Аиссе - Соната дьявола: Малая французская проза XVIII–XX веков в переводах А. Андрес
— Господин Казот, то, что вы нам здесь рассказываете, право же, куда менее забавно, чем ваш «Влюбленный дьявол». Но какой дьявол, спрашивается, мог подсказать вам подобную чепуху? Темница, яд, палач… Что общего может это иметь с философией, с царством разума?..
— Об этом-то я и говорю. Все это случится с вами именно в царстве разума и во имя философии, человечности и свободы. И это действительно будет царство разума, ибо разуму в то время будет даже воздвигнут храм, более того, во всей Франции не будет никаких других храмов, кроме храмов разума.
— Ну, — сказал Шамфор с язвительной усмешкой, — уж вам-то никогда не бывать жрецом подобного храма.
— Надеюсь. Но вот вы, господин Шамфор, вполне этого достойны, вы им будете и, будучи им, бритвой перережете себе жилы в двадцати двух местах, но умрете вы только несколько месяцев спустя.
Все молча переглянулись. Затем снова раздался смех.
— Вы, господин Вик д’Азир{114}, не станете резать себе жилы собственноручно, но, измученный жестоким приступом подагры, попросите это сделать других, думая кровопусканием облегчить свои муки, вам пустят кровь шесть раз кряду в течение одного дня — и той же ночью вас не станет. Вы, господин де Николаи, кончите свою жизнь на эшафоте; вы, господин де Байи{115}, — на эшафоте; вы, господин де Мальзерб{116}, — на эшафоте…
— Ну, слава тебе, господи, — смеясь воскликнул Руше, — господин Казот, по-видимому, более всего зол на Академию, а так как я, слава богу, не…
— Вы? Вы кончите свою жизнь на эшафоте.
— Да что же это такое, в самом деле? Что за шутки такие! Не иначе как он поклялся истребить нас всех до одного!..
— Нет, вовсе не я поклялся в этом…
— Что ж это, мы окажемся вдруг под владычеством турок или татар или?..
— Нет. Ведь я уже сказал: то будет владычество разума. И люди, которые поступят с вами так, будут философы, и они будут произносить те самые слова, которые произносите вы здесь вот уже добрый час. И они будут повторять те же мысли, они, как и вы, будут приводить стихи из «Девственницы», из Дидро…

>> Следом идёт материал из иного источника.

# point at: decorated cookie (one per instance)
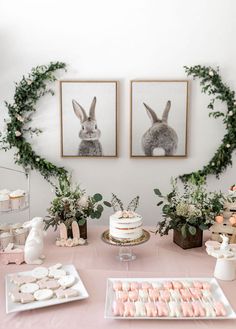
(19, 280)
(43, 294)
(66, 281)
(57, 273)
(23, 298)
(71, 293)
(40, 272)
(29, 288)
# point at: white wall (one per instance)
(123, 39)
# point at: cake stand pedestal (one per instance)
(125, 253)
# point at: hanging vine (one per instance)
(212, 85)
(27, 92)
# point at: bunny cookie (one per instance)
(160, 135)
(89, 134)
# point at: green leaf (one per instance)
(107, 204)
(157, 192)
(97, 197)
(183, 231)
(192, 230)
(82, 222)
(100, 208)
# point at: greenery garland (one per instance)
(27, 92)
(213, 85)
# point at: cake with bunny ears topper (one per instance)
(125, 225)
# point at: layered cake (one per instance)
(126, 226)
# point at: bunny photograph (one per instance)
(88, 118)
(159, 118)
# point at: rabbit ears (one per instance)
(152, 115)
(80, 112)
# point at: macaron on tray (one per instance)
(177, 298)
(43, 286)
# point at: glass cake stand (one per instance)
(125, 247)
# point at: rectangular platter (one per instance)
(217, 294)
(18, 307)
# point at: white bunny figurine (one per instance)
(160, 134)
(89, 134)
(34, 242)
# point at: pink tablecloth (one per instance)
(96, 262)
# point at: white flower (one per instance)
(19, 118)
(17, 133)
(83, 201)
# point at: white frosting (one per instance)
(4, 191)
(129, 228)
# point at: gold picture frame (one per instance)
(153, 98)
(92, 106)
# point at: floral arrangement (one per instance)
(213, 85)
(116, 204)
(71, 203)
(193, 208)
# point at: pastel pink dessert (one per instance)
(198, 309)
(197, 284)
(151, 309)
(140, 309)
(186, 295)
(129, 309)
(206, 285)
(122, 295)
(117, 285)
(168, 285)
(196, 292)
(187, 309)
(165, 295)
(146, 285)
(133, 295)
(162, 309)
(177, 284)
(219, 309)
(118, 308)
(134, 286)
(125, 286)
(153, 294)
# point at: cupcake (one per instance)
(17, 198)
(4, 202)
(5, 239)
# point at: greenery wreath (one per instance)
(27, 92)
(213, 85)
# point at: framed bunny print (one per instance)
(158, 125)
(88, 118)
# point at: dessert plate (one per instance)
(18, 307)
(217, 294)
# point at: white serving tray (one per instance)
(216, 292)
(18, 307)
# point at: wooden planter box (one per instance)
(191, 241)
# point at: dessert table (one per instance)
(96, 262)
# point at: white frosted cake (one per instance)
(126, 225)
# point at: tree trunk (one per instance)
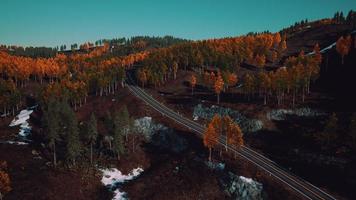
(265, 99)
(91, 153)
(342, 60)
(133, 143)
(54, 155)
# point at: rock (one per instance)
(215, 166)
(281, 114)
(34, 152)
(246, 124)
(241, 188)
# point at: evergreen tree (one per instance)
(329, 133)
(352, 131)
(92, 134)
(118, 142)
(73, 145)
(51, 120)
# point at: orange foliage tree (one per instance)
(218, 86)
(343, 46)
(193, 82)
(210, 138)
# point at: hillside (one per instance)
(293, 107)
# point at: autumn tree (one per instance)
(210, 138)
(175, 69)
(276, 39)
(51, 119)
(260, 60)
(226, 123)
(343, 46)
(92, 134)
(282, 47)
(142, 76)
(73, 145)
(352, 129)
(118, 142)
(265, 85)
(248, 85)
(218, 87)
(193, 82)
(234, 137)
(317, 54)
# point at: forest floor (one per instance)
(33, 177)
(290, 142)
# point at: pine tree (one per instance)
(118, 142)
(92, 134)
(73, 145)
(352, 130)
(218, 86)
(210, 138)
(329, 133)
(51, 119)
(5, 183)
(193, 82)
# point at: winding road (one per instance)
(305, 189)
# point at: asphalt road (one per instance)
(303, 188)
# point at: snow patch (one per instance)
(281, 114)
(246, 124)
(22, 120)
(243, 188)
(112, 178)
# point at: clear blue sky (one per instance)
(56, 22)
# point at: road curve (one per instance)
(300, 186)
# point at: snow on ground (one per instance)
(246, 124)
(21, 120)
(16, 142)
(112, 178)
(243, 188)
(281, 114)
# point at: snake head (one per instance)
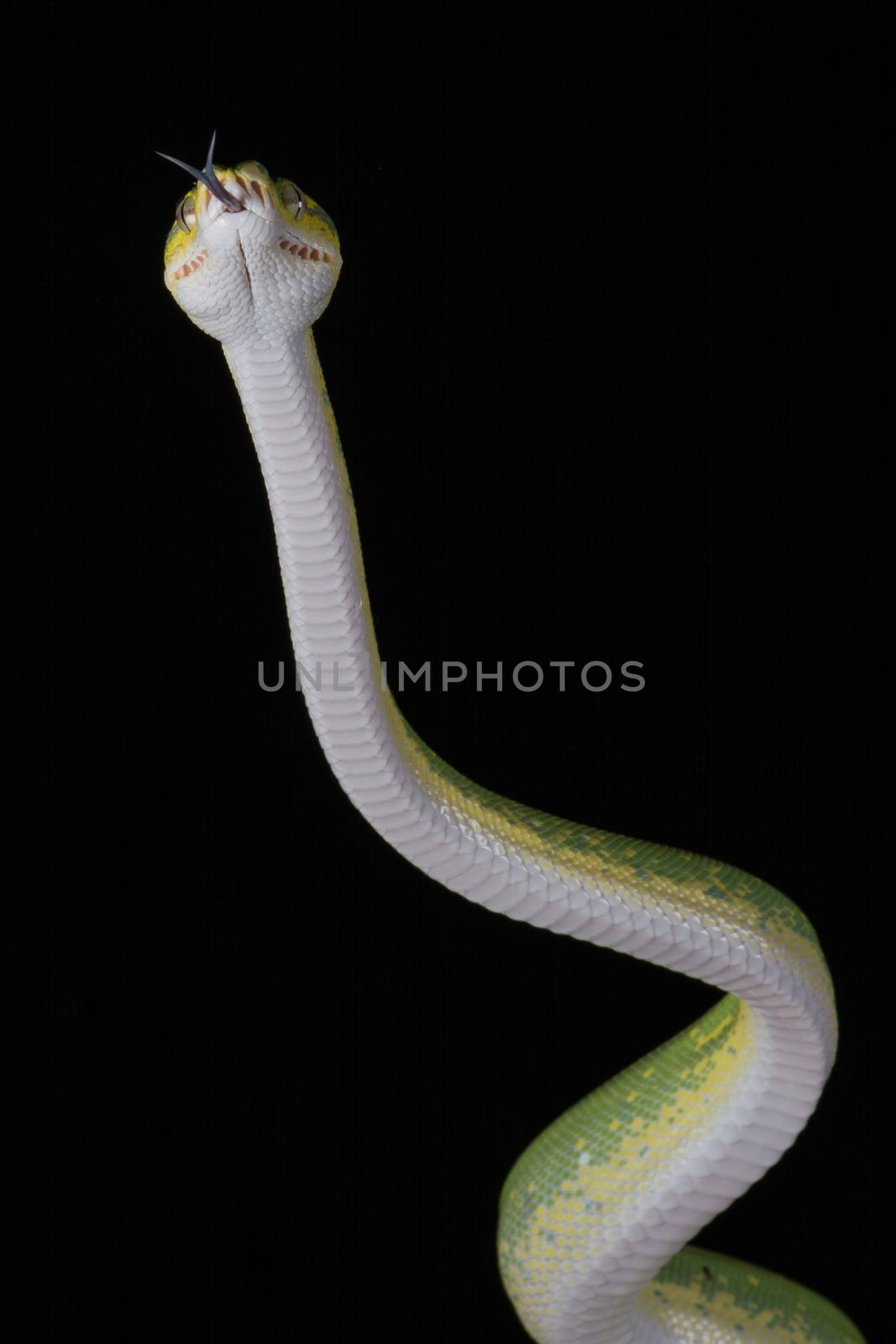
(250, 257)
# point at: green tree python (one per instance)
(597, 1213)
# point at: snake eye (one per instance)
(186, 214)
(291, 199)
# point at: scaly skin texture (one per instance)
(597, 1210)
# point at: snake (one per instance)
(597, 1216)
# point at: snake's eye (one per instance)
(291, 199)
(186, 214)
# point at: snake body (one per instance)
(595, 1214)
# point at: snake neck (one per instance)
(680, 1135)
(289, 416)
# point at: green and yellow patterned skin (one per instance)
(595, 1214)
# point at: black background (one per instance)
(597, 355)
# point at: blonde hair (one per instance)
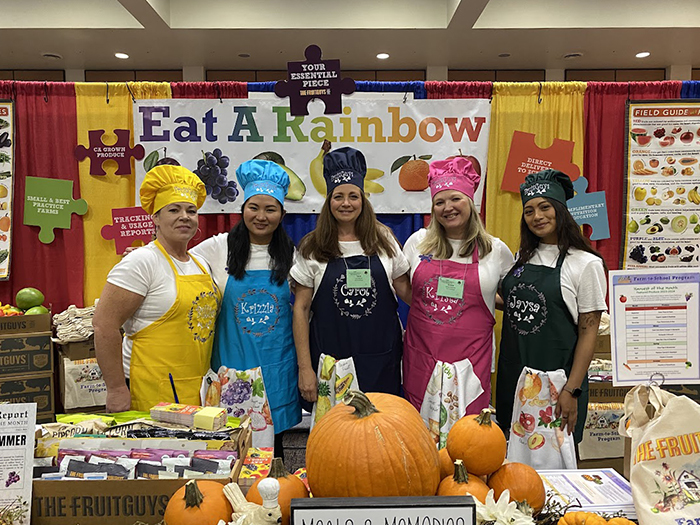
(474, 235)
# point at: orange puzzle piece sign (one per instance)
(526, 157)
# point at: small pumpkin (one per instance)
(581, 518)
(198, 501)
(372, 445)
(620, 521)
(478, 442)
(462, 482)
(447, 466)
(290, 487)
(523, 482)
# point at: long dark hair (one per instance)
(568, 235)
(322, 243)
(281, 250)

Все стали перешептываться между собой: «Вы же видите, он сумасшедший». (Казот по-прежнему говорил все это чрезвычайно серьезным тоном.) «Да нет, он просто шутит. В его шутках ведь всегда есть нечто загадочное».
— Так-то оно так, — сказал Шамфор, — но его загадки на сей раз что-то не очень забавны. Больно уж они патибулярны, как сказали бы древние римляне, а попросту говоря, несколько попахивают виселицей. Ну, и когда же все это будет, по-вашему?
— Не пройдет и шести лет, и все, что я сказал, свершится.
— Да уж, чудеса, нечего сказать. (Это заговорил я.) Ну, а мне, господин Казот, вы ничего не предскажете? Какое чудо произойдет со мной?
— С вами? С вами действительно произойдет чудо. Вы будете тогда верующим христианином.
В ответ раздались громкие восклицания.
— Ну, — воскликнул Шамфор, — теперь я спокоен! Если нам суждено погибнуть лишь после того, как Лагарп уверует в бога, мы можем считать себя бессмертными.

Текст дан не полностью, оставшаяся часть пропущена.